Soft-complete is the honest state when the world may still move
The grace period exists because the workflow has inertia. Field work doesn’t materialize as one neat atomic transaction — investigation, follow-on, reassignment, and verification arrive in bursts. Strike keeps polling COMPLETED ECOs for a configurable window (24 hours by default), giving a three-part progression instead of a brittle binary: Active (OPEN/IN_PROGRESS, polling), Soft-complete (COMPLETED within grace, still polling), Hard-complete (grace expired, polling stops). That middle state is where the system admits uncertainty without becoming useless.
Late clones are not edge cases, they are workflow reality
Late-clone detection is the most practical detail. The polling service tracks task counts and distinguishes “the same finished set” from “a new task has joined the subsector” — because field techs routinely finish an investigation before creating the follow-on repair. The investigation establishes what is wrong; only then does the next piece of work become concrete. A naive “first moment everything is completed equals final completion” rule would make ordinary workflow look like a bug.
Reactivation should be legal, visible, and boring
Bad systems reactivate awkwardly — smuggling reopened work through hidden flags, comments, or ad hoc exceptions because the original state machine assumed completion was irreversible. Strike makes reactivation a valid transition (COMPLETED → IN_PROGRESS for grace-period activity) and emits explicit reasons (all tasks in subsector completed, new task detected during grace period, task reopened during grace period) so debugging is plain SQL, not tribal memory. A reactivation path is not a concession to messiness; it is how a disciplined system handles a world that changes after the first apparent ending.
The real design pattern is not saga magic, it is durable observation
The polling docs are candid that completion checking is embedded in the polling service and directly updates the read model — a pragmatic compromise rather than a grand workflow-engine abstraction. The valuable pattern is not “use a fancy saga framework”; it is: keep durable state, keep timers, tolerate retries and duplicates, observe long enough to catch late truth, and make status transitions explicit. The pager process manager reaches the same conclusion with database-backed state and deadlines. Different mechanism, same instinct: durable observation beats brittle optimism.
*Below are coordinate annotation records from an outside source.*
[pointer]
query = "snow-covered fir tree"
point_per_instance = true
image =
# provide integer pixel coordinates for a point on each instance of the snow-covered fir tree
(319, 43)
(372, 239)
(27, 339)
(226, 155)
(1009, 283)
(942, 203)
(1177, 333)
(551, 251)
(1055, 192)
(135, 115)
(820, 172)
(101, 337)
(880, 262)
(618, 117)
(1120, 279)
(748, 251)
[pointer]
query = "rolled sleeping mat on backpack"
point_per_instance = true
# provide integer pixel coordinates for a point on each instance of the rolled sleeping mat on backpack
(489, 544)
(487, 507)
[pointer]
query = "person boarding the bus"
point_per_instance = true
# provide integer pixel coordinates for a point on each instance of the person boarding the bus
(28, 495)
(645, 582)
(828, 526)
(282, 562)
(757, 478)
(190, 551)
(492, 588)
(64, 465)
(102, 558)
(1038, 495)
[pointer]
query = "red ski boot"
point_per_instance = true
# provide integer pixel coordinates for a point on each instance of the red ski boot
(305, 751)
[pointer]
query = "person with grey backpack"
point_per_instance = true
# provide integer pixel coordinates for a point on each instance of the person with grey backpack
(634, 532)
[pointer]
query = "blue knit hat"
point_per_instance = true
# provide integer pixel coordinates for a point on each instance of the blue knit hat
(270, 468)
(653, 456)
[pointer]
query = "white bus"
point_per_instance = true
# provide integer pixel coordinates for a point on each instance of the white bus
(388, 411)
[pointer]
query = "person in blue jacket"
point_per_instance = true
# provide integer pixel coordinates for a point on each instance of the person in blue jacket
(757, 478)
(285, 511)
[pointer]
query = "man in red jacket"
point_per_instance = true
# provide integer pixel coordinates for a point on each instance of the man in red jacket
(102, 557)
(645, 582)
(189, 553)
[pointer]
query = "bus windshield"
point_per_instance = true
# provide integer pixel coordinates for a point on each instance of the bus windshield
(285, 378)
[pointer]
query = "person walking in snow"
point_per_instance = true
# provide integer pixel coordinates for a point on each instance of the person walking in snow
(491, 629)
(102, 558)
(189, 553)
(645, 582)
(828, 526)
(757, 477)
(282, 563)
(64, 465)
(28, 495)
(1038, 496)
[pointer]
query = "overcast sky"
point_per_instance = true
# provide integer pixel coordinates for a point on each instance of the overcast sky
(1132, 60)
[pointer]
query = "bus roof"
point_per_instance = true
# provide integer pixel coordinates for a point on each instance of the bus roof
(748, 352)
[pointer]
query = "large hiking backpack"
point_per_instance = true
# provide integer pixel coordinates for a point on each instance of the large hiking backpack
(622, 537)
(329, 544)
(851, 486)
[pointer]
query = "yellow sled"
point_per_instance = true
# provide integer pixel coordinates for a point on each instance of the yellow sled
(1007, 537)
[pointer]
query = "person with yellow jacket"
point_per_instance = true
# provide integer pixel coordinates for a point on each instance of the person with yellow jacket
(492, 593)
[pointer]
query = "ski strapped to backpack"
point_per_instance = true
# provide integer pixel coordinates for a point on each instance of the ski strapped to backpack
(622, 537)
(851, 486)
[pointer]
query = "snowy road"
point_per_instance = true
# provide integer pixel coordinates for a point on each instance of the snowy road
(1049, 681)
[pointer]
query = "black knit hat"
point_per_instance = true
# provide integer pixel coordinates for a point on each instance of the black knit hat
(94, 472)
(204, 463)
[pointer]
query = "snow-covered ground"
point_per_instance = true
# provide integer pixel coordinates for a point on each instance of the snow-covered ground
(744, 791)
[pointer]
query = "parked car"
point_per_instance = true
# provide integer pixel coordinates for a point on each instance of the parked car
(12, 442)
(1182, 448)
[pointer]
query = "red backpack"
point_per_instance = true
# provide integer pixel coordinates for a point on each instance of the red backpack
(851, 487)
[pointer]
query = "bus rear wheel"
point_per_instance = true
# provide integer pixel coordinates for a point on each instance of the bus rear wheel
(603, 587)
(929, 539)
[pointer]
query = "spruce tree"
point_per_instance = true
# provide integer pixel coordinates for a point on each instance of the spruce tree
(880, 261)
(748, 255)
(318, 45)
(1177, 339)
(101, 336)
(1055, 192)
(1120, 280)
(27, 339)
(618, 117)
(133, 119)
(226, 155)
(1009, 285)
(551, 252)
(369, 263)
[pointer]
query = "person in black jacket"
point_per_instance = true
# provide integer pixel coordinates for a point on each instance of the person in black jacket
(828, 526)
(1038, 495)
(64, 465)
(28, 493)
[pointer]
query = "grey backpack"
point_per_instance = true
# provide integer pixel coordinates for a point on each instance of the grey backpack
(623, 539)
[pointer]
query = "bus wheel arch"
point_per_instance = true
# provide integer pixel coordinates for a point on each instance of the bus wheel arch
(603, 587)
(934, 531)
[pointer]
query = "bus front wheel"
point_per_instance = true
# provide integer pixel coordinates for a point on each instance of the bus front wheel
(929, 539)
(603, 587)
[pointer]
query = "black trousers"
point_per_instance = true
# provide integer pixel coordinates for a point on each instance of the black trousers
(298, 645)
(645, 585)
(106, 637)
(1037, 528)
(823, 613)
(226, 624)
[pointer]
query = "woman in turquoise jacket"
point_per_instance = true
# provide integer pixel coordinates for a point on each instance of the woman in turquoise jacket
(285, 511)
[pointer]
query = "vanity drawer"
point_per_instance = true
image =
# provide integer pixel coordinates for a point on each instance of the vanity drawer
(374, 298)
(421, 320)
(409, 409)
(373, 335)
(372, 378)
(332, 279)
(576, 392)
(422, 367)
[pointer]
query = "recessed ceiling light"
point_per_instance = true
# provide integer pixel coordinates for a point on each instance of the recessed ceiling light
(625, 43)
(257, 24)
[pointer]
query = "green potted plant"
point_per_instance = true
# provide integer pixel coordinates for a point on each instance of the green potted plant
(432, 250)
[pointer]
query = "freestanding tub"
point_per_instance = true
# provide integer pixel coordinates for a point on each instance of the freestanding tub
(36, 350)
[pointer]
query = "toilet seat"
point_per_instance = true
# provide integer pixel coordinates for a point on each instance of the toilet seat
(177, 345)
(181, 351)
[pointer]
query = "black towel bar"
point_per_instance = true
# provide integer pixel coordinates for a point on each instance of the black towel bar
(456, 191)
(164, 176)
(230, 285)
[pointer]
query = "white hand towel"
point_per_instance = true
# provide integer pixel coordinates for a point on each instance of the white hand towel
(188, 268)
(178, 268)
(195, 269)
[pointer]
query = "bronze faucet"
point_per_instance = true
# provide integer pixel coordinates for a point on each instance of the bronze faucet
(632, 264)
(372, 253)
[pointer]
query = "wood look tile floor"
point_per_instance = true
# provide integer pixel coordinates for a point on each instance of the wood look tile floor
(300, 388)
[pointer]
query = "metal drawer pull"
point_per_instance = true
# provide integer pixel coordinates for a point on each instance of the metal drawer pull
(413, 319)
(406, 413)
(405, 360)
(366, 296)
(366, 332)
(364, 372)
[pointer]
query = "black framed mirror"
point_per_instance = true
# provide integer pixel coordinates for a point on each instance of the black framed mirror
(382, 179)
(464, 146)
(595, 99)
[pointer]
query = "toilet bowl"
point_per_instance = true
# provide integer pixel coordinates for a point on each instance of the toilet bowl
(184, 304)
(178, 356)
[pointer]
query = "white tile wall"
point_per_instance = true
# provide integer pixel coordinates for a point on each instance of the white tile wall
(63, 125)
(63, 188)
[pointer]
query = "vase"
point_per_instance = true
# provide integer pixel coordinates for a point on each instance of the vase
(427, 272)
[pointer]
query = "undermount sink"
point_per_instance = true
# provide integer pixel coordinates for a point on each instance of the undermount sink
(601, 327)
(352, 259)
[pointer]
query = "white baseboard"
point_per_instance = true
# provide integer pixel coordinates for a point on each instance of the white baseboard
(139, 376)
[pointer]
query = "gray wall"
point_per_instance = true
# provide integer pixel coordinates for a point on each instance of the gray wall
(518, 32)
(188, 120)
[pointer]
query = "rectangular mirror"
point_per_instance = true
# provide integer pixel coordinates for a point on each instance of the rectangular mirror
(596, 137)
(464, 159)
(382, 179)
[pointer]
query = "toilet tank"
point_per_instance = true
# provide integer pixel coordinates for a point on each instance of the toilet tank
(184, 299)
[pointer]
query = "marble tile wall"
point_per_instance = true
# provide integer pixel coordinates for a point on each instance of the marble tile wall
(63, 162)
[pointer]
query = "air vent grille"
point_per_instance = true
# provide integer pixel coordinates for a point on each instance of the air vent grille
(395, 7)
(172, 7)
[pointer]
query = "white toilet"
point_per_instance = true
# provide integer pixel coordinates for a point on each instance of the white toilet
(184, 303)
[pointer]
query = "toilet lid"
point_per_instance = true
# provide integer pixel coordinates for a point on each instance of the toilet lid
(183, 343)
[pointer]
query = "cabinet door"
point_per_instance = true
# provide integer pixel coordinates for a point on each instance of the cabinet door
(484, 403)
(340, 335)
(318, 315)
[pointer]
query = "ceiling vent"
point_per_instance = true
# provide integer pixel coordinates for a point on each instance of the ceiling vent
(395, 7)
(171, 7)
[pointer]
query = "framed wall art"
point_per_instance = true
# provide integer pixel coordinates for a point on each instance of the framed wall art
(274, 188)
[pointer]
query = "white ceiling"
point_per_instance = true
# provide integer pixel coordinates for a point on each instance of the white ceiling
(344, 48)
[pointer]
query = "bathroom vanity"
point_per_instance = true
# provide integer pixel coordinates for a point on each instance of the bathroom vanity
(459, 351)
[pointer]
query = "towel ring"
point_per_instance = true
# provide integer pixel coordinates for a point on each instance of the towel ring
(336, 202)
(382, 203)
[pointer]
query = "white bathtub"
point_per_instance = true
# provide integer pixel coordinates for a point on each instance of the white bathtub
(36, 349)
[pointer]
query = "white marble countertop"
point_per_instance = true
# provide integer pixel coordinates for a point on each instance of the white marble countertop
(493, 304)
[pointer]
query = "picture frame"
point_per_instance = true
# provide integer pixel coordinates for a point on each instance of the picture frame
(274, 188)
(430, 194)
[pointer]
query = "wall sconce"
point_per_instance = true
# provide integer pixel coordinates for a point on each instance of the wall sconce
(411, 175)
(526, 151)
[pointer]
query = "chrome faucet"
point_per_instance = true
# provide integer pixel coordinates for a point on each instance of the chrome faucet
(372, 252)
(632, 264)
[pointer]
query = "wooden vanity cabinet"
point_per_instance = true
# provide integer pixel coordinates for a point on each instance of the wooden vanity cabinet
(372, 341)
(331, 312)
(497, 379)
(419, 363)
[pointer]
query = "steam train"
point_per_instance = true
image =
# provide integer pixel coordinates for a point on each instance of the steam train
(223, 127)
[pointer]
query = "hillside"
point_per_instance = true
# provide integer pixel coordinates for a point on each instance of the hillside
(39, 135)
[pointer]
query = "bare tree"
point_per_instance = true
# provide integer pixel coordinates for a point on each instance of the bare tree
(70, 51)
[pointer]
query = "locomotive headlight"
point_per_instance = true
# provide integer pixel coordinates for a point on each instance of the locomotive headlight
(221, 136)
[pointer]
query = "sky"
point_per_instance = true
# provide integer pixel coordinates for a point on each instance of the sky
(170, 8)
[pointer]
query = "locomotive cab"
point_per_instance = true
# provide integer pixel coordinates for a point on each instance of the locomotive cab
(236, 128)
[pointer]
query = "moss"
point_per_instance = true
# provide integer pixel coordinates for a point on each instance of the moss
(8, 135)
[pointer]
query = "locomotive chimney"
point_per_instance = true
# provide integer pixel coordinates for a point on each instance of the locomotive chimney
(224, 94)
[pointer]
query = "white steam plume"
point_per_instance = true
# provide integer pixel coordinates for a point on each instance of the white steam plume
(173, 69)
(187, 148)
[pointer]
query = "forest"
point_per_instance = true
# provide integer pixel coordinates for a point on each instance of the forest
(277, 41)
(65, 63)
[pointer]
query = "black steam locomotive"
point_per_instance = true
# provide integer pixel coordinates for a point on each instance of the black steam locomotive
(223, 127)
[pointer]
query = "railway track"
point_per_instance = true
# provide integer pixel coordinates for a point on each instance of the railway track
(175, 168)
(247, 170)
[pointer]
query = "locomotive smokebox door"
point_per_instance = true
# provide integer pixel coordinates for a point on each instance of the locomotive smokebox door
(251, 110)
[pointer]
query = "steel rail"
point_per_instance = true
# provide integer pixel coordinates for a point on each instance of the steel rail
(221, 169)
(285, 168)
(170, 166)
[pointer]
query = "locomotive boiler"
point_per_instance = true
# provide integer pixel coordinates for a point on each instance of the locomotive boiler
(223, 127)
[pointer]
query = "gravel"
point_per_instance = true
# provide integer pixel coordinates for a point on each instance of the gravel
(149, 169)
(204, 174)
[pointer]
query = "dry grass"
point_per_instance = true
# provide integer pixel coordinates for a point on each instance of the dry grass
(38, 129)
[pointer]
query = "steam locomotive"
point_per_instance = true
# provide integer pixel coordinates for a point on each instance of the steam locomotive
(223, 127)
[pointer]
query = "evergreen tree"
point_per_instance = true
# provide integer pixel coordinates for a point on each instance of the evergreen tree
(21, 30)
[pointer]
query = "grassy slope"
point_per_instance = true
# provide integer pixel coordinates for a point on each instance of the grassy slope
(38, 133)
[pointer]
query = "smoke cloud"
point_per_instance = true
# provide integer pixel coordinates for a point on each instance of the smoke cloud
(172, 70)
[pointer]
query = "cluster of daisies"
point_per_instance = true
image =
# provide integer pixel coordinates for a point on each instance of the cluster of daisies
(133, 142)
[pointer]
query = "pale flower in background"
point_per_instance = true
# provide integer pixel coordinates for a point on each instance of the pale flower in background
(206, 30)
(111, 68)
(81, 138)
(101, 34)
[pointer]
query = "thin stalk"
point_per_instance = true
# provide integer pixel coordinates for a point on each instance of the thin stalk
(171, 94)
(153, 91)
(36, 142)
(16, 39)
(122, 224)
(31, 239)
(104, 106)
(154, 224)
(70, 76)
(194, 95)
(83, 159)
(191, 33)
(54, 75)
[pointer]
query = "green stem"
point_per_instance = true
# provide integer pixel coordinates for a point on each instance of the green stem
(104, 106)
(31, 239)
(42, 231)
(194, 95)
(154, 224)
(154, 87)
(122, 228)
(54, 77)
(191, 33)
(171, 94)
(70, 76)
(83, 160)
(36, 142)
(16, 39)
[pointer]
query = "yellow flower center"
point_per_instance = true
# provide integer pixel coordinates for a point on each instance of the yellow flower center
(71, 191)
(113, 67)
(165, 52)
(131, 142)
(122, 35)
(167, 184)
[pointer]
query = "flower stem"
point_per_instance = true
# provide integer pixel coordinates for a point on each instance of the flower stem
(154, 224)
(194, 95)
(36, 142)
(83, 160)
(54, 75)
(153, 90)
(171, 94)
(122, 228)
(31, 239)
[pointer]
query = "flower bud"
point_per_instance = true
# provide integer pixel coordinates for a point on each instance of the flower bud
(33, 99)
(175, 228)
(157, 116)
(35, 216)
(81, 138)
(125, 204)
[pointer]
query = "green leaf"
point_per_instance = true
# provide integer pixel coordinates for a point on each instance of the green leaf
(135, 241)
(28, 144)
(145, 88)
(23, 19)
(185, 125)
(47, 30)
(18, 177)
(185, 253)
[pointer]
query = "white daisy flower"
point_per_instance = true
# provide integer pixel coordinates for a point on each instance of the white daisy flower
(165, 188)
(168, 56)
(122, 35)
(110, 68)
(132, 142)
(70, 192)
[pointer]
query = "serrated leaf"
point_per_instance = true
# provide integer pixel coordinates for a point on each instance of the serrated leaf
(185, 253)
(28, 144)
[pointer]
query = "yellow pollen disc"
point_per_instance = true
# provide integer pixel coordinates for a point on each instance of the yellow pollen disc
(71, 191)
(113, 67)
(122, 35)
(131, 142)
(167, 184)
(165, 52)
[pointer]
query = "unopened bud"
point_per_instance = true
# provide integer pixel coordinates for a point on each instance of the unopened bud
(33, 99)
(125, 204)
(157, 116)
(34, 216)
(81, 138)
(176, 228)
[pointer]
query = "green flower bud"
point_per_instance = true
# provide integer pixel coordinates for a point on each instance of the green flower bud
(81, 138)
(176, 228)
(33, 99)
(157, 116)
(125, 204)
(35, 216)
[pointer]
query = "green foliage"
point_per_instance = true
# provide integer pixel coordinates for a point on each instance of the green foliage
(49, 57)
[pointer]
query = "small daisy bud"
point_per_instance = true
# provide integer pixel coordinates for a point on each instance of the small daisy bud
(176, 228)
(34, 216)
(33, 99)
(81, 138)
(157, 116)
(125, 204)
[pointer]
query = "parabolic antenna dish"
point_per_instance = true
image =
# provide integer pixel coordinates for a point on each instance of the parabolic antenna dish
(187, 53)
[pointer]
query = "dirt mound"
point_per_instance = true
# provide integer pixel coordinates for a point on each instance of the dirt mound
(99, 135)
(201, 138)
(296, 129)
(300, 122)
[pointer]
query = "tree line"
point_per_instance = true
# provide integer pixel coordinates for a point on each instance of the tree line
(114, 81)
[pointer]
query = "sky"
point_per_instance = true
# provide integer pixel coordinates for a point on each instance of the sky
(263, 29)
Idempotency is not optional when completion can be revisited
As soon as a system allows late events, reopened work, and repeated polling, duplicate handling becomes table stakes. A polling cycle may see the same completed task set repeatedly; a webhook may deliver an event more than once. The response cannot be panic — it has to be idempotency. Strike already leans this way: the pager process manager handles duplicates explicitly, the completion checker treats same-state updates as no-ops. The grace-period pattern is not just about timers — it’s about accepting that the same workflow may be observed many times before it is truly quiet.
The operator experience depends on naming the states correctly
Internal truth and user-facing meaning are not always identical. The UX should avoid implying irreversible finality during a grace-period window — not necessarily by exposing a literal SOFT_COMPLETED label, but through a “monitoring for follow-on work” indicator, timeline entries explaining reactivation reasons, and language that distinguishes “all current tasks completed” from “case closed permanently.”
The bigger lesson is about truth in long-running systems
The completion grace period is a small feature with a large worldview behind it: status is a model of reality, not reality itself; terminal states should be earned, not assumed; long-running workflows need timers as much as transitions. In operational domains the cost of premature certainty is not a weird record — it is the wrong team believing an outage is resolved, the wrong dashboard going quiet, the wrong escalation path standing down too soon. The best workflow systems aren’t the ones that declare victory fastest; they’re the ones that wait just long enough to avoid being fooled.
- Osprey Strike ECO workflow docs — internal architecture and lifecycle writeup covering subsector polling, completion grace period, and late-clone reality.
- Osprey Strike polling package docs (
polling/doc.go) — the candid note on the pragmatic tradeoff: completion checking embedded in polling, directly updating the read model. - Osprey Strike completion checker (
completion.go) — the concrete implementation of completion, reactivation, and grace-period finalization. - Osprey Strike ECO invariants (
invariants.go) — shows thatCOMPLETED → IN_PROGRESSis intentional, not an accidental loophole. - Temporal documentation, Workflow Execution overview — supporting context on durable long-running workflows and why timers and persisted execution state matter.
Distributed systems people love clean terminal states. COMPLETED feels good. It closes dashboards, quiets alerts, and lets everyone move on.
Field operations are less polite.
A technician finishes the investigation task, then clones a repair task ten minutes later. A supervisor reopens a task because the original closure was premature. A polling loop catches a system where every visible task is complete, but the reality on the ground is still changing. If the platform treats the first moment of apparent completion as final truth, it will lie to operators at exactly the moment they most need accurate status.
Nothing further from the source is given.